Der Familienvater nickt zustimmend. Er will im Fall der Fälle seine Frau und Tochter versorgen können. Als Vorbereitung für den Blackout hat er seinen Sanitätshelfer absolviert. Er kennt die Standorte der Anlaufpunkte für Notfallversorgung im Stadtgebiet. Gunda's Erste-Hilfe-Kurs dagegen liegt schon vierzig Jahre zurück. Zur Auffrischung sollen wir uns gegenseitig Wundwickel anlegen, ich schnüre ihren Arm zu fest ein. Dabei ist mein Kurs gerade einmal fünf Jahre her.
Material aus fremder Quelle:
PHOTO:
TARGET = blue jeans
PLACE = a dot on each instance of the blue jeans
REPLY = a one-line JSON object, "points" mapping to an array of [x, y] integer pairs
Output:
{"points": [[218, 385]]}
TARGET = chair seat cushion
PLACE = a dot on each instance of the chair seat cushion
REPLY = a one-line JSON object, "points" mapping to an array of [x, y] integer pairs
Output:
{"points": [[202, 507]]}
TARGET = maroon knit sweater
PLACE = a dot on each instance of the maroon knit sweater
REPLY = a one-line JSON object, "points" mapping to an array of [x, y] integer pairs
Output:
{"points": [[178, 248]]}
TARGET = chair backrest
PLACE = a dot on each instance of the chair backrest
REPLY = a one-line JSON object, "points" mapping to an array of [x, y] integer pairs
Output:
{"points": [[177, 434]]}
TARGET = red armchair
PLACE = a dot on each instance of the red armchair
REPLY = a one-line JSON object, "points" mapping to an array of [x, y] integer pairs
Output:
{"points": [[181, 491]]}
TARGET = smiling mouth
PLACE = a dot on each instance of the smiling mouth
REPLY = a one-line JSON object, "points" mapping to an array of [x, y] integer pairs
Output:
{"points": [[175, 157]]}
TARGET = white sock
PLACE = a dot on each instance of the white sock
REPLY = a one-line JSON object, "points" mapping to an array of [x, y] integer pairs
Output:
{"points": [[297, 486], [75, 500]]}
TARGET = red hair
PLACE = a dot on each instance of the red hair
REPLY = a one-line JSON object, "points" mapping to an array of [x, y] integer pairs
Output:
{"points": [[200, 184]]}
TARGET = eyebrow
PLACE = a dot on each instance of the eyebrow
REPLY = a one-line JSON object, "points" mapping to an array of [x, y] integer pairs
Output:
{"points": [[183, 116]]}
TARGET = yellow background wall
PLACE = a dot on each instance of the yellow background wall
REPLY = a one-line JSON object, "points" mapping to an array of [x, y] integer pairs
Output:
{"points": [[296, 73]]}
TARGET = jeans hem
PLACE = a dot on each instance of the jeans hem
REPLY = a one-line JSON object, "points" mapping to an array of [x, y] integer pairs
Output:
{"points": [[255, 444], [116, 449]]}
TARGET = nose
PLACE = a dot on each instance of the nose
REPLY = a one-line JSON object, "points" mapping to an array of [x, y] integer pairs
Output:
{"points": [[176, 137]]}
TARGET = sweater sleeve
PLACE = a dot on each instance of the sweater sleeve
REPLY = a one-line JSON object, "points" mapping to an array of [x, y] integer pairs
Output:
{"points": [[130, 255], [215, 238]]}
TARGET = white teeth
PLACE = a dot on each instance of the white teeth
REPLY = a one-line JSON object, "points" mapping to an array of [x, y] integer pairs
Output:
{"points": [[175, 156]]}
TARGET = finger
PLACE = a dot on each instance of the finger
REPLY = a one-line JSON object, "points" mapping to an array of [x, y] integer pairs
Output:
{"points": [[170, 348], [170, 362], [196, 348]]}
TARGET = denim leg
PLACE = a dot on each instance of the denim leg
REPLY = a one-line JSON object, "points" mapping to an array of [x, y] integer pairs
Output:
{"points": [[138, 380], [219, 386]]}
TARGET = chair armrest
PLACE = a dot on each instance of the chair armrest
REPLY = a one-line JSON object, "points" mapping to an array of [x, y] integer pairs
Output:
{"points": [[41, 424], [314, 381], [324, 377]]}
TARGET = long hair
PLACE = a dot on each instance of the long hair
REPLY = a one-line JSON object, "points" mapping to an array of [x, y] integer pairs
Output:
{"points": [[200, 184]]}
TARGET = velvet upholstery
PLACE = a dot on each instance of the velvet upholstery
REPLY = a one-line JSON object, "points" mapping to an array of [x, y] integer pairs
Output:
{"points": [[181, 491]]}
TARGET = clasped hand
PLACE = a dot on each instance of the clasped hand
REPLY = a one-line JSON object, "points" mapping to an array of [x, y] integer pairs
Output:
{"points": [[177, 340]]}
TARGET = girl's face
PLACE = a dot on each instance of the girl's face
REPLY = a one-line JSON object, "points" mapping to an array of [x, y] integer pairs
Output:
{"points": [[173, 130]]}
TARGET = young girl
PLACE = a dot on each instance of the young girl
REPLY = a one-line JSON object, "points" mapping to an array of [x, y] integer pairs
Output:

"Na, noch bin ick nüscht tot. Ick spür noch meinen Puls."
Kursteilnehmerin Gunda

Tom bewertet meine Versorgungskünste so: "Wenn's blöd läuft, müsste der hier sonst amputiert werden." Um einen Blutfluss zu stillen, reiche leichter Druck auf die Wunde. Abschnüren muss ich nur, wenn die Wunde richtig spritzt – also eine Arterie durchtrennt ist.

Ich schlucke, Gunda lacht: "Na, noch bin ick nüscht tot. Ick spür noch meinen Puls."

Mentale Gesundheit als Schlüssel zum Erfolg

Dann weist Tom uns an, uns gegenseitig "bewusstlos abzuschleppen" – als das nicht ohne große Anstrengung klappt, binden wir unsere Jacken zwischen zwei dicken Wanderstöcken fest, um so eine Krankentrage zu bauen.

Improvisierte Krankentrage.
Auf einer improvisierten Krankentrage lässt sich Gunda deutlich leichter transportieren.Bild: watson / miriam meyer

"Zuletzt bleibt noch eine der mächtigsten Stellschrauben: unsere Mental Health", erklärt Tom. Als Beispiel nimmt er Robinson Crusoe:

"Der konnte sich mit allem Lebensnotwendigem versorgen und so 28 Jahre lang alleine auf einer Insel überleben. Durch die Isolation hat er aber schon nach Kurzem seine Zivilisation und dann den Verstand verloren."

Auch ein Blackout könnte so manchen psychisch fertig machen. "Das beste Mittel dagegen ist, euren Geist beschäftigen: mit Büchern, Musikinstrumenten oder Spielen, bei denen ihr nicht verlieren könnt", sagt er. Denn das Letzte, das bei einer ohnehin angespannten Lage förderlich ist, sind schlechte Verlierer, die wegen Mensch-Ärgere-Dich-Nicht Stress in die Gruppe bringen.

*Transparenzhinweis: Auf Wunsch der Protagonisten wurden nur Vornamen genannt.